Congress, Unemployment, and whats up with the yield curve?
also, coal supplies in the US are beginning to dwindle
Things are getting crazy all over. Today was super stressful in DC. Nancy Pelosi absolutely hates bringing a bill to the floor that won’t pass. Apparently it is too stressful for someone who trades millions of dollars in option contracts. This morning Pelosi met with the hardcore regressive side of her party. They are not interested in budging from their hard-line stance. Biden then stepped up to the plate and made an effort to swing the vote. He stated, "no one got everything they wanted, including me. But that's what compromise is”. This little speech convinced no one to change their minds.
Unfortunately for Joe, the polls are not in his favor. No one is interested in hitching their boat to his anchor. Midterms are coming faster than democrats can get their act together. Their minds are on their political careers, not on helping Joe make something of his presidency.
Concerning employment, things are really humming along as far as the figures go.
Over 448k more people dropped off the unemployment doles. Initial claims reduced by 10k and continuing claims by 237k. Employment appears to be very strong. Sadly, businesses still have lots of help wanted signs out. The pool of labor is shrinking and this is putting heavy pressure on wages. As we get into the 4th quarter, retailers and shippers traditionally hire extra help. I’m doubtful they will be able to find any warm bodies this year. This could put a real strain on 4th quarter shopping. I expect wages to continue to push higher as more and more businesses find out that the help they are searching for just isn’t out there.
Currently, the financial press has been all astir about the yield curve. We have seen a rapid flattening of the curve. This means that there is little difference between short-term and long-term interest rates. I believe there is two reasons for what is happening. The first is that the vast majority on Wall Street are shorting the treasury market. By going short, they are betting that interest rates will rise. However, the market is going to create maximum pain for them before their shorts will pay off. For every short, treasuries must be purchased to close out the trade. As traders are looking at losing money, they begin to abandon their trade and treasuries are bought, causing them to rally. As they rally the interest rates go down causing more pain for those that are short. This is especially true at the long-end (20yr, 30yr) treasuries where the majority have sold short. The Fed data is delayed by a day, but the 30yr - 20yr went negative today.
This is of little interest to me. The 20yr/30yr inversion has happened in the past and it has not triggered a recession. The real yield curve to watch is the 10yr minus the 2yr.
The 10yr - 2yr curve has been especially good at signalling a coming recession. Once it goes negative, there is a short period before recessions have begun. Currently the 10yr minus the 2yr is at 107 basis points or 1.07%.
Lastly, Bloomberg put out an article two days ago looking at the inventory of coal in the US. What they found was quite concerning for those that rely on coal for their electricity.

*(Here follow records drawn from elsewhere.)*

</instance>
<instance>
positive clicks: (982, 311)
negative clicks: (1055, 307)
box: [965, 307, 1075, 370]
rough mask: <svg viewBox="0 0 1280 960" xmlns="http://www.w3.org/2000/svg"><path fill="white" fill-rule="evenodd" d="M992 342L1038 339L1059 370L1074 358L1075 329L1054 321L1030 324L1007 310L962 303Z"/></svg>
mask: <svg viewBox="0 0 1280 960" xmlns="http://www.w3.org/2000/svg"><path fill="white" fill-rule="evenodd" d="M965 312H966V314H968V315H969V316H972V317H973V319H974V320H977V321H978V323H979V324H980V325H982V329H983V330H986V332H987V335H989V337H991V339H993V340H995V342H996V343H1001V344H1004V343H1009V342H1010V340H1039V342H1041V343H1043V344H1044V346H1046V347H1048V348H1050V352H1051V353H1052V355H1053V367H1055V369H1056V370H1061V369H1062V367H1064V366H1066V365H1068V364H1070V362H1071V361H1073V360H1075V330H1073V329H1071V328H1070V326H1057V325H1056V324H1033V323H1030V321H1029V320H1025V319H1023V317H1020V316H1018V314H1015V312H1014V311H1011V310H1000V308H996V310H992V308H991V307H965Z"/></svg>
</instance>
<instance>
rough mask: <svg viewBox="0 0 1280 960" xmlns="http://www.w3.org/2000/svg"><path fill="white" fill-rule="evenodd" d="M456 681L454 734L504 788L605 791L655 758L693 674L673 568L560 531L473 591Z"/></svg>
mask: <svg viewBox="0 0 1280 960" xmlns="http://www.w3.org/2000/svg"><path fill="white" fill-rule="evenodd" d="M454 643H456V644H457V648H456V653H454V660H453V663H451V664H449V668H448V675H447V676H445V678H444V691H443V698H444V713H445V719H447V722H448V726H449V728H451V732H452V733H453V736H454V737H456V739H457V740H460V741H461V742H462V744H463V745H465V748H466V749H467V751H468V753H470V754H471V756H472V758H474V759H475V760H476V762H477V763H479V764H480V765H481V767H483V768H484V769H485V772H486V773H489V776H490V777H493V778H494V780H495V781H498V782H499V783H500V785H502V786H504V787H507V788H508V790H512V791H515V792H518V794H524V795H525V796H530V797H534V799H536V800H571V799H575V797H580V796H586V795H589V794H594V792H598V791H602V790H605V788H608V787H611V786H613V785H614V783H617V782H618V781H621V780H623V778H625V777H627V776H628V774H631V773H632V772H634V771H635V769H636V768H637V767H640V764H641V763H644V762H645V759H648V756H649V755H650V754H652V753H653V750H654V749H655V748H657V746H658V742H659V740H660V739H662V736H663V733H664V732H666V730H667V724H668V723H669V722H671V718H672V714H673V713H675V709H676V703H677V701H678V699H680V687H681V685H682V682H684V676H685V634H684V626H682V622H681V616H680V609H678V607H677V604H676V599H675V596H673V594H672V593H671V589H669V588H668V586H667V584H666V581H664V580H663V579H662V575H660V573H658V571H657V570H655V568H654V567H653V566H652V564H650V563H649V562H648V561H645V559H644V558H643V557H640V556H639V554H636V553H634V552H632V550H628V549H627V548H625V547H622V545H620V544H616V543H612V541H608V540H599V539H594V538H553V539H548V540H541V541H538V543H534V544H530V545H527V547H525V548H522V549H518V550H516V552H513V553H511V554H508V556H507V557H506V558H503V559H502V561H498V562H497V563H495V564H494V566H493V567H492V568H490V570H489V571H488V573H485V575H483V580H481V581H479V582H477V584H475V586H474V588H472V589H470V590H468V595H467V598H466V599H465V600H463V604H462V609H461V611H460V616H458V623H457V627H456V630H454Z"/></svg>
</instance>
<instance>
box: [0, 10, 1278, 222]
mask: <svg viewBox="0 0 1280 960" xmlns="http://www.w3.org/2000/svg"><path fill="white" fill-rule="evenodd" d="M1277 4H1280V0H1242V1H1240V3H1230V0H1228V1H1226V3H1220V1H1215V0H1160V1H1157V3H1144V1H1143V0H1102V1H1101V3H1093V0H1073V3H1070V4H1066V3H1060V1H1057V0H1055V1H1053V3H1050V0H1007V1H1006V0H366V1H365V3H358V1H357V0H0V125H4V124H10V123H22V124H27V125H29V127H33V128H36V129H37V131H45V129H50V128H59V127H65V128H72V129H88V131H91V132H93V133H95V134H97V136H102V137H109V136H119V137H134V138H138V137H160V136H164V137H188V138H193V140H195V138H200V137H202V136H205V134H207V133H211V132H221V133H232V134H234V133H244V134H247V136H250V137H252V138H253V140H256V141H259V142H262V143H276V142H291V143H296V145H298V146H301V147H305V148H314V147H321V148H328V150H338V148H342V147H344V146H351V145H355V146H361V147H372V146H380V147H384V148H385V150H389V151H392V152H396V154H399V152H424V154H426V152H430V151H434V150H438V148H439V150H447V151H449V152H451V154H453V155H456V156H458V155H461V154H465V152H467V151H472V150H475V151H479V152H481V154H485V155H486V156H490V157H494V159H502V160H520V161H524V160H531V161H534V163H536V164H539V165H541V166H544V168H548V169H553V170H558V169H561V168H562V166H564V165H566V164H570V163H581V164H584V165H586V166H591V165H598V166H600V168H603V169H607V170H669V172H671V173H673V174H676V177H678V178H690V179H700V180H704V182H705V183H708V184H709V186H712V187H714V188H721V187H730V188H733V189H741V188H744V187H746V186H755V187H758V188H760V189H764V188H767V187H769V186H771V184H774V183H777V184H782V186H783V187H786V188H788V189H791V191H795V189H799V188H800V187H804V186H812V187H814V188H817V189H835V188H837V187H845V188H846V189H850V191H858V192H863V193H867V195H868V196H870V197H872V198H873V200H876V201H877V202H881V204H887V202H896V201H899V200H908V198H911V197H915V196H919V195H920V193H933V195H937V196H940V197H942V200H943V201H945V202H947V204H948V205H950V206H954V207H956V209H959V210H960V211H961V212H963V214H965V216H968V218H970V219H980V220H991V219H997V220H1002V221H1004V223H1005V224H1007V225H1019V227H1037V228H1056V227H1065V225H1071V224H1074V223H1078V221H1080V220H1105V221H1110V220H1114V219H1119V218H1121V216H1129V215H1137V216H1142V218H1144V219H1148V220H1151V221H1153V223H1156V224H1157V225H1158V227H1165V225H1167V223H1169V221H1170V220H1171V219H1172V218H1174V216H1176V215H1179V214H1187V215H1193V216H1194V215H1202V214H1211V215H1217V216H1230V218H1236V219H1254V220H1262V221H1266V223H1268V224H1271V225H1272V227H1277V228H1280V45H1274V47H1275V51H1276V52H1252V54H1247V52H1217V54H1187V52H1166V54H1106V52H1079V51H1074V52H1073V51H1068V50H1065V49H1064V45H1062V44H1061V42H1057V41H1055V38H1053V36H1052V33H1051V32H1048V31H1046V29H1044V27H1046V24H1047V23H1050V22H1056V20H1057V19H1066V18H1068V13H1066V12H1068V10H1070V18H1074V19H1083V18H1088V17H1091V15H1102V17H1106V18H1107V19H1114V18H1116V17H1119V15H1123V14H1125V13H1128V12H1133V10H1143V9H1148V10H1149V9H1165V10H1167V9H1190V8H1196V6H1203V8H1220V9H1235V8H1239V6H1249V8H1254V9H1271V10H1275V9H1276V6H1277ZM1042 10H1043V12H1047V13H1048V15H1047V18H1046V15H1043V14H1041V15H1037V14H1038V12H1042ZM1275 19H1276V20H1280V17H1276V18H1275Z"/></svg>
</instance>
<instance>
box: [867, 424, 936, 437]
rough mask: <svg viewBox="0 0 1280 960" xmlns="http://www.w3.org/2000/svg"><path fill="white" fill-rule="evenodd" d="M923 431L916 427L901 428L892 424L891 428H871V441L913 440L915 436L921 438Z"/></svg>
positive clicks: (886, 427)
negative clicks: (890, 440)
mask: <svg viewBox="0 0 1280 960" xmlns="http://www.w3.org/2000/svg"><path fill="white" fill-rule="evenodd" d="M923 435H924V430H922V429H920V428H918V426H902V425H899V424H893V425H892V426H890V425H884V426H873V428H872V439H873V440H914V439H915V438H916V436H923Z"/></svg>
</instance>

Inventories fell to 84.3 million tons in August, according to government data released Tuesday. That’s the lowest in records going back to 1997, when Bill Clinton was beginning his second term as U.S. president.
Power plants in the US are on track to burn 19% more coal this year. Regrettably, we are running out of people to mine it out of the ground and inventories are getting slim. This is very bullish for Ramaco (METC) and CONSOL (CEIX). Next week both will announce their earnings for the previous quarter. Ramaco on Monday and Consol on Tuesday. I am not a fan of trading earnings. It is like casino gambling. This is because great earnings reports don’t always translate into traders buying the stock. Sometimes the opposite can happen. Long-term both Ramaco and Consol are going to have outsized earnings and revenue. If either go down, it will be an excellent opportunity to buy.